MATASEMARANG.COM – Konsistensi advokat Zainal Abidin Petir dalam membela rakyat kecil dan kaum terpinggirkan mendapat apresiasi dari DPC Ikatan Advokat Indonesia (Ikadin) Kota Semarang.
Kiprah Petir, demikian dia biasa disapa oleh koleganya, dinilai Ikadin telah membebaskan rakyat kecil dan rentan dari kesulitan. Oleh karena itu Ikadin Kota Semarang memberi anugerah “Advokat Dedikasi Luhur Akses Keadilan”.
Penghargaan tersebut diberikan dalam Rapat Anggota Cabang (RAC) DPC Ikadin Kota Semarang yang dirangkaikan halalbihalal di di Semarang, Sabtu malam, 18 April 2026.

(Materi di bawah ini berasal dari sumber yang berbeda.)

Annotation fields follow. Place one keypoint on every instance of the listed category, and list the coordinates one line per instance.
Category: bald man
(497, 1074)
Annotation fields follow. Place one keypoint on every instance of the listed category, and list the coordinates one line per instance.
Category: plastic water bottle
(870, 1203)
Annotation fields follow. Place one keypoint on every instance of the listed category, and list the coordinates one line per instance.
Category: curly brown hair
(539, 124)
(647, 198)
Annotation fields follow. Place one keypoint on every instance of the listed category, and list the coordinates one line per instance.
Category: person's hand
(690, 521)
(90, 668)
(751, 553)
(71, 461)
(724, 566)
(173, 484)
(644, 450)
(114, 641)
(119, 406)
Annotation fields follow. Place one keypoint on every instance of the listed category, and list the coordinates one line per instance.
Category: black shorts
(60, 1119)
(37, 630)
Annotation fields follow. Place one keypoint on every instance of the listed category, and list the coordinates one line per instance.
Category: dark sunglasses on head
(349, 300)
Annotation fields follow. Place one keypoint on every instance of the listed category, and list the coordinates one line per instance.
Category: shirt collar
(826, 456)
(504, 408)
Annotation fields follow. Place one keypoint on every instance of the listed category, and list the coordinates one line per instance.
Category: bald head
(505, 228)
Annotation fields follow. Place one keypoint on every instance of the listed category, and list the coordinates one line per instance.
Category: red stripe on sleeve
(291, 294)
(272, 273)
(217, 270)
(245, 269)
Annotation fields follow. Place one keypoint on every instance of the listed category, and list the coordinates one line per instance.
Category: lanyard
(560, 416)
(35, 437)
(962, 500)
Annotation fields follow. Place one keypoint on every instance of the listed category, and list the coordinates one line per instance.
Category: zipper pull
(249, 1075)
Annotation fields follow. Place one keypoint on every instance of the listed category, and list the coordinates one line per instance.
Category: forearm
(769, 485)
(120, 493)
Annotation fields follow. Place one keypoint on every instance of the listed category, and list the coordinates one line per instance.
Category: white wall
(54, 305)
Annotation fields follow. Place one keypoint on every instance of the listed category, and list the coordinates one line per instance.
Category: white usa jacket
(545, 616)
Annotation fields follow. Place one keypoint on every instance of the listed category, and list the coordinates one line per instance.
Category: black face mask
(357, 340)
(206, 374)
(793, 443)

Petir dikenal sebagai advokat yang gigih membela masyarakat kecil, termasuk dalam sejumlah perkara yang melibatkan aparat kepolisian maupun kelompok rentan, seperti kasus Gamma, pelajar SMK yang tewas ditembak oknum polisi, kasus Levi, dosen Untag yang melibatkan perwira menengah Polda Jateng, hingga pembelaan terhadap pedagang kaki lima (PKL).
Ketua DPC Ikadin Kota Semarang Dr. Sunarto atau biasa dipanggil Cak Narto, mengapresiasi kiprah Petir yang konsisten memperjuangkan akses keadilan bagi masyarakat tidak mampu.
“Kami sangat mengapresiasi dedikasi Mas Zainal Petir, yang secara konsisten sering memberikan bantuan hukum cuma-cuma (pro bono) kepada rakyat miskin, berpihak pada masyarakat kecil, serta menghadirkan dampak nyata dalam penegakan keadilan,” ujar Sunarto.
Ia menjelaskan penerima penghargaan dipilih melalui penjaringan dan penilaian internal, termasuk polling anggota sehingga mencerminkan aspirasi organisasi.